Секунды две Иннокентий смотрел на него серьёзно, после чего тоже захохотал, согнувшись и чуть ли не стукнувшись лбом об стол. К ним присоединилась Лиза, смех её был неестественно тонок по сравнению с голосом. Кажется, именно поэтому меня начало распирать изнутри и я, взорвавшись хохотом, привнёс гармонии в нашу смешливую кампанию. Мой рассказ прервался минут на десять-пятнадцать. Всякий раз, когда кто-нибудь, вроде бы успокоившись, спрашивал меня, типа:

– Ну, так что там, в мусоре-то было, который старушка… реф-ф-ф-ле-е-е…

И старая картина повторялась. Мои друзья вновь начинали смеяться до слёз и я, естественно, вместе с ними.

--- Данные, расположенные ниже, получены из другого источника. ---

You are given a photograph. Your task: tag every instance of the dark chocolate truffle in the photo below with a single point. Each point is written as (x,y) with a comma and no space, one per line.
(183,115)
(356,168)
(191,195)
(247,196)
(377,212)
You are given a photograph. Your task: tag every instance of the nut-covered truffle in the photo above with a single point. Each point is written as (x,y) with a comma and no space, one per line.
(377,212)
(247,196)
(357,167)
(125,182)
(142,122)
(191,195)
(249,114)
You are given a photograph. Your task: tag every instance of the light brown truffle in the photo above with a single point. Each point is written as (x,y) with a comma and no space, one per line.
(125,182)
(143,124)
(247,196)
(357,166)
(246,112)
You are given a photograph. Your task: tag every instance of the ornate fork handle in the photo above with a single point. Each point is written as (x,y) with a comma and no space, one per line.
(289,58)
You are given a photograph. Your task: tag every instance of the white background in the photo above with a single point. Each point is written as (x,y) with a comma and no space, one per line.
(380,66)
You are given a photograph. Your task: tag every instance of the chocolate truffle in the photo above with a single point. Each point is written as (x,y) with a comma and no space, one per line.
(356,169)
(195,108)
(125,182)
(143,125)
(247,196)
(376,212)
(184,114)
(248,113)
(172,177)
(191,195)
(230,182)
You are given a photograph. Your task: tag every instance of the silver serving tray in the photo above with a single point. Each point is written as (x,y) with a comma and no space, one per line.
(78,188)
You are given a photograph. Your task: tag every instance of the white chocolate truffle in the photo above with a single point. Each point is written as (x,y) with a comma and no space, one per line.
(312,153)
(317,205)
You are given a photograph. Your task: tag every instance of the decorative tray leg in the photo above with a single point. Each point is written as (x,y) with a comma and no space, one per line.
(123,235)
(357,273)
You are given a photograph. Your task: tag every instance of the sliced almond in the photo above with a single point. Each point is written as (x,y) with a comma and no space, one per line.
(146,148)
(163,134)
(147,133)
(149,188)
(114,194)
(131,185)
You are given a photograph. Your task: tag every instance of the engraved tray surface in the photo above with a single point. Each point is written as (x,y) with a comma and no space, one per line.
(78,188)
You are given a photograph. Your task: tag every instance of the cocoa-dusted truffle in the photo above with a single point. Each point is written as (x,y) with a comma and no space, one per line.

Всё-таки нам удалось кое-как совладать с хохотунчиком, и тогда я продолжил:

– Короче, увидел один из врачей, что из пакета, который… упал вместе с бабкой, вперемешку с мусором вывалилась кость. И, поскольку он оказался врачом ушлым, определил сразу – малая берцовая, человечья. Короче, для начала бабку отвезли в больницу, а в это время менты у неё дома на лоджии нашли расчленённого супруга. Когда спросили старуху: чего это она из божьего одуванчика душегубом сделалась? Та ответила просто: гулял! Кобелина…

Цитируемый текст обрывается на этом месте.